Знаю Асю с рождения и многое могу предположить о ней. Например, то, что, читая военный дневник своей прабабушки Насти – Анастасии Александровны Афанасьевой, Ася полностью отождествляет себя с нею. Такая уж она, Ася, артистическая натура и, как раньше говорили, экзальтированная. А где экзальтация – Божий дар, пожизненное вдохновение, – там и живая мистика, по-моему… Тем более что Ася полная тезка своей прабабушки, да и внешне очень похожа на нее.
Пожелаю, чтобы все осуществилось, Ася.
* * *
Чтобы не сложилось у вас об Асе ложного впечатления, добавлю к ее портрету следующее: как и все современные шестнадцатилетние девицы, существо она непочтительное, брыкливое и компьютерозависимое.
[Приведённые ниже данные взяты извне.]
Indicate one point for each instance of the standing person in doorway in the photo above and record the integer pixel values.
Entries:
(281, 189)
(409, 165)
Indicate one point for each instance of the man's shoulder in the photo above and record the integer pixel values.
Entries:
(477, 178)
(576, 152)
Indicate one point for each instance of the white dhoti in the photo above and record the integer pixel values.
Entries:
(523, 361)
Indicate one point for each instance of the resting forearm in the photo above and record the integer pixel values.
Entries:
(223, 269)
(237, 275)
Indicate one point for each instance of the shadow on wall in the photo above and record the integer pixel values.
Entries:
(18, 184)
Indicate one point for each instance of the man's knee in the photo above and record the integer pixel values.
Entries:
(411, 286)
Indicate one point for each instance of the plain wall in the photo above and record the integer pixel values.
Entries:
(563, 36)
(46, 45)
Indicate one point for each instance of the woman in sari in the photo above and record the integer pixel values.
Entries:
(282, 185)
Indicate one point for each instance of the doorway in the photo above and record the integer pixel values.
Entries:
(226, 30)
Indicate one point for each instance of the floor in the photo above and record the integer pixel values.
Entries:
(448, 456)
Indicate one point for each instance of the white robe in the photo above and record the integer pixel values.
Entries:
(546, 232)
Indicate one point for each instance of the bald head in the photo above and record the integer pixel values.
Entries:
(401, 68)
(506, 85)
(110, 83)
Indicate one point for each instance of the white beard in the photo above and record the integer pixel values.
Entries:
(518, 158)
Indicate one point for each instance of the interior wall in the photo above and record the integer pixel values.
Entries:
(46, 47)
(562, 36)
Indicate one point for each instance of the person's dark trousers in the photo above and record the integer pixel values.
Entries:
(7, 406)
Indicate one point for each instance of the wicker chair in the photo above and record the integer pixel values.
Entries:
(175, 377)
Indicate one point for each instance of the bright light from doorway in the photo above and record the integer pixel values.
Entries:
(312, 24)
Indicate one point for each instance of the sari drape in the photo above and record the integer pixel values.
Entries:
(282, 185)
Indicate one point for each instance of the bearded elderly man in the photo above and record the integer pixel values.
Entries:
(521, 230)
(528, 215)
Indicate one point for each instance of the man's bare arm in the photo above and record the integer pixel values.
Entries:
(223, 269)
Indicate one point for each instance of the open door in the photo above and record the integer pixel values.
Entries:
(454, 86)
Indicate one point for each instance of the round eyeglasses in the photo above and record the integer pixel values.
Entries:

Но, к чести ее, отмечу, что читает она не только журнал «Лиза», корявые сообщения на форумах и прабабушкин дневник, но и книги. А также не брезгует справочными изданиями и словарями.
И висит над дедовым столом, за которым она обжилась, следующая назидательная выписка из словаря С. И. Ожегова, сделанная Асиной рукой: «Дом – это жилое помещение, в котором человек чувствует себя спокойно и свободно».
Дед уже отчаялся доказать любимой внучке, что он тоже человек и тоже желает чувствовать себя в доме спокойно и свободно. Но Настя (извините, Ася), как найдет на нее стих, сует веснушчатый свой нос в дедову комнату и заявляет:
– Деда, у меня тут важные дела. Иди со своими газетами в мои апартаменты. Иди давай.
– Опять спиритический сеанс, – ворчит догадливый дед себе под нос, но так, чтобы внучка не расслышала. Сворачивает в рулон подшивку, тянет с полки философский словарь, зачем-то сует в карман калькулятор и отправляется в Асин компьютерно-плюшево-плакатный уголок.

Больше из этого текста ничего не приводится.